Mon actu insoumise du jeudi 22 janvier 2026






Le Parti socialiste et l’art de l’abstention mortelle
Il fallait oser.
Le Parti socialiste l’a fait.
Sans lever le petit doigt, sans mouiller son discours, sans salir ses habits de moraliste, il a fait passer une loi liberticide en commission des lois . Oui : une loi qui risque demain de museler la parole critique sur des politiques documentées et de transformer tout débat politique en terrain miné judiciaire.
Et comment ? Par la voie royale de la pure abstention.
L’abstention : la nouvelle innovation socialiste
Autrefois, certains partis de gauche se battaient pour les libertés publiques.
Aujourd’hui, le Parti socialiste a inventé la censure par immobilisme. On ne vote pas contre, on ne vote pas pour. On s’assoit, on regarde passer le texte, et on sourit poliment.
Résultat : le projet de loi dit « Yaden » est adopté par la commission des lois . Liberté d’opinion ? Judiciarisation de la critique ? Aucun problème. Les socialistes étaient occupés à ne rien faire.
Une loi qui fait peur à la vérité
Ce projet n’est pas une menace imaginaire : il permet, demain, de poursuivre ceux qui dénoncent des violations du droit international, de questionner des résolutions de l’ONU, d’analyser des crimes de guerre documentés.
La Cour européenne des droits de l’homme le rappelle sans cesse : la critique d’un État est protégée (Lingens c. Autriche, Castells c. Espagne). Mais pour le Parti socialiste, le confort d’une abstention coordonnée pèse plus que toute jurisprudence.
Deux mondes : les votants et les spectateurs
Pendant que LFI, EELV et d’autres défendaient la liberté, le Parti socialiste se transformait en spectateur zélé. Pas de vote contre, pas d’opposition. Juste un silence efficace, qui suffira à demain pour faire trembler ceux qui oseront nommer l’indicible.

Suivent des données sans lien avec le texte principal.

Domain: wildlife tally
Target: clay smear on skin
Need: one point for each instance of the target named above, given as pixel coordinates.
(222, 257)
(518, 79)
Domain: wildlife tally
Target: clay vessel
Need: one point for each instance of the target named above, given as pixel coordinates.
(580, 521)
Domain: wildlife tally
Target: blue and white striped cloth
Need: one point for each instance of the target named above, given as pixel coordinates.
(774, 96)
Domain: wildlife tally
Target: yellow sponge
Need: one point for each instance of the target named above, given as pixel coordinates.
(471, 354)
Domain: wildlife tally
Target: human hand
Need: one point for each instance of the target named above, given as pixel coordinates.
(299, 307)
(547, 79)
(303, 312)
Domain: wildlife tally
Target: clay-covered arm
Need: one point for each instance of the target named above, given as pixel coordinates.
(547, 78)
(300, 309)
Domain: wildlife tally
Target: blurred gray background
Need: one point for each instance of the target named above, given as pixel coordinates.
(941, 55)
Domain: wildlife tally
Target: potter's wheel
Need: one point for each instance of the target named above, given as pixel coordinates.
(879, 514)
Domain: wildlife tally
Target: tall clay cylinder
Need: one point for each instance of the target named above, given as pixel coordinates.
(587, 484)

Deux mondes s’affrontent :
• Ceux qui votent et protègent les libertés,
• Ceux qui s’abstiennent et trahissent la parole.
La morale ‘ socialiste ’
Le Parti socialiste se drape dans ses beaux discours sur la liberté, la justice, les valeurs de gauche. Mais dans le concret, il montre un autre talent : la capacité de faire reculer la liberté sans jamais se salir les mains.
Demain, si des militants ou des journalistes sont poursuivis pour avoir critiqué des politiques étatiques documentées, le Parti socialiste pourra dire : « Nous n’avons pas voté pour. »
Certes. Mais il n’a pas voté contre non plus. Et ça, l’histoire retiendra. Deux mondes de gauche : les courageux et les abstentionnistes. Le Parti socialiste a choisi le sien.